Гостиница «Ривьера», Гавана
А это Гавана пышная, дореволюционная
Ближнее зарубежье
Мне повезло дважды побывать на Кубе. Страна социалистическая и потому числилась хоть и далеким, а все же «ближним», доступным зарубежьем. В переводе с советского языка на простой русский это значило: «соцстрана, куда могут разрешить поехать». Вышло так, что ездила я на Кубу в 1972–1973, а потом в 1978-м годах. Удалось поработать там, познакомиться с людьми и с очень неожиданными ситуациями.
На острове трудности с энергией: местная нефть годится лишь в качестве асфальта, страна слишком маленькая, чтоб возникли могучие реки. А советские друзья жаждут расплатиться за сахар, который Куба поставляет в СССР, постройкой атомной электростанции.
Моей задачей было оценить сейсмическую опасность там, где эту атомную станцию собирались построить.
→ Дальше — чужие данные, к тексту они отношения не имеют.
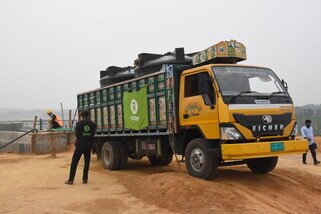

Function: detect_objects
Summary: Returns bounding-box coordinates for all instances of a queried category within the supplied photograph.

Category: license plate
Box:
[270,142,284,152]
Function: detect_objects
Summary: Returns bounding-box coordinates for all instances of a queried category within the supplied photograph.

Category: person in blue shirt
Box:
[301,120,320,165]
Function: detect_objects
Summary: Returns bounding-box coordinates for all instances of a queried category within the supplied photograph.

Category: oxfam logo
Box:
[84,125,90,132]
[130,99,138,114]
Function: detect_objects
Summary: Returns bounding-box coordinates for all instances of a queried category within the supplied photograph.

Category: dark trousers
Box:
[69,150,90,181]
[302,144,318,163]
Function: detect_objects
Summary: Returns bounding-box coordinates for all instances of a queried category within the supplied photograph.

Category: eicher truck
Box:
[77,40,308,179]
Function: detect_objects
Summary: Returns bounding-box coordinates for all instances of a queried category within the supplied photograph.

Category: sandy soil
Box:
[0,138,321,213]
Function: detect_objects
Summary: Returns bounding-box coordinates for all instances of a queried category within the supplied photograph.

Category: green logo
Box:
[84,125,90,132]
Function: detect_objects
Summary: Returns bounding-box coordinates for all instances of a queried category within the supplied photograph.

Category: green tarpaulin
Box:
[123,87,148,130]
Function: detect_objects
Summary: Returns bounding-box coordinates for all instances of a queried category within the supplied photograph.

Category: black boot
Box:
[302,153,307,164]
[311,149,320,165]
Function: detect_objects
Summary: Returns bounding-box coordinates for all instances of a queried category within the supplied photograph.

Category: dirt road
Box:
[0,139,321,213]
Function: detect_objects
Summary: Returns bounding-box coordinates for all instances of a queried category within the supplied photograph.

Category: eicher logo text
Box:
[252,124,284,132]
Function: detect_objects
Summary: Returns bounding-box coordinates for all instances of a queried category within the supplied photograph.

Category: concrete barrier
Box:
[0,131,76,154]
[0,131,31,153]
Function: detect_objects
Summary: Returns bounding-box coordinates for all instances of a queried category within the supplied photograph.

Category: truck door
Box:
[179,71,219,139]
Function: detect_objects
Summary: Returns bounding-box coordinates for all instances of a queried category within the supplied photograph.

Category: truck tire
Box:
[117,142,128,169]
[148,147,173,166]
[185,138,219,180]
[246,157,278,174]
[101,141,120,170]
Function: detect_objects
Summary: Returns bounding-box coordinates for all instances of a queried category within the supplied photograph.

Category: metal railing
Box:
[0,118,77,132]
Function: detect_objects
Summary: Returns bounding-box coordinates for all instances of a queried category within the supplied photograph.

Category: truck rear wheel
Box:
[246,157,278,174]
[185,138,219,179]
[117,142,128,169]
[101,141,120,170]
[148,148,173,166]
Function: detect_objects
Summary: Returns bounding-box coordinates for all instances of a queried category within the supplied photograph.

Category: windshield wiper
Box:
[269,91,286,97]
[231,91,257,100]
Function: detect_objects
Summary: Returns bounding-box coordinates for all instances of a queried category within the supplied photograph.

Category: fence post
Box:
[68,109,72,128]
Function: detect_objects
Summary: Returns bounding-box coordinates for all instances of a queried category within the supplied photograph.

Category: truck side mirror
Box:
[281,79,288,91]
[198,73,215,109]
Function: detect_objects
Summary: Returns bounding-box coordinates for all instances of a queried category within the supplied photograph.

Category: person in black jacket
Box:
[65,110,96,185]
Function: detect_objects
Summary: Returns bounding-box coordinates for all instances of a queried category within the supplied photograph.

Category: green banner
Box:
[123,87,148,130]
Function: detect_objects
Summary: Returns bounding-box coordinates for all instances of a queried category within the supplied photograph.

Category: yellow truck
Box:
[77,40,308,179]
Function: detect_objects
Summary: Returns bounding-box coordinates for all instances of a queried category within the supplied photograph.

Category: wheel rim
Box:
[190,148,205,171]
[104,148,111,166]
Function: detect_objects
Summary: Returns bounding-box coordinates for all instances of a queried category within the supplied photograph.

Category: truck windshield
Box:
[212,66,287,97]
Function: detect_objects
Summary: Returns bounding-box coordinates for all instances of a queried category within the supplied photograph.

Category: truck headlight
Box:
[291,124,299,137]
[221,127,243,140]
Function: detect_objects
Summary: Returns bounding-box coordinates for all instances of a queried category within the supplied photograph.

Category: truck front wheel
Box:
[101,142,120,170]
[185,138,219,179]
[246,157,278,174]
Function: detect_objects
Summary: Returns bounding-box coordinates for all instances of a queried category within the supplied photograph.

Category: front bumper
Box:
[221,139,309,160]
Дело не простое — надо было записать достаточное для статистики количество землетрясений. А они там если и бывают, то раз в сто лет… Вот под таким соусом и удалось мне побывать на самом дальнем «ближнем зарубежье».
Расскажу, что запомнилось, и так, как запомнилось, а не по порядку. Память — прихотливая особа. Какие-то места и события высвечивает будто прожектором, а какие-то погружает во тьму…
Партия напутствует
Прежде всего вспомним способ, каким в те уже исторические времена оформлялась процедура. Для начала мне нужна была характеристика. Написать ее я должна сама и принести на подпись к начальству. Мне, воспитанной правильными родителями, это не пришло в голову.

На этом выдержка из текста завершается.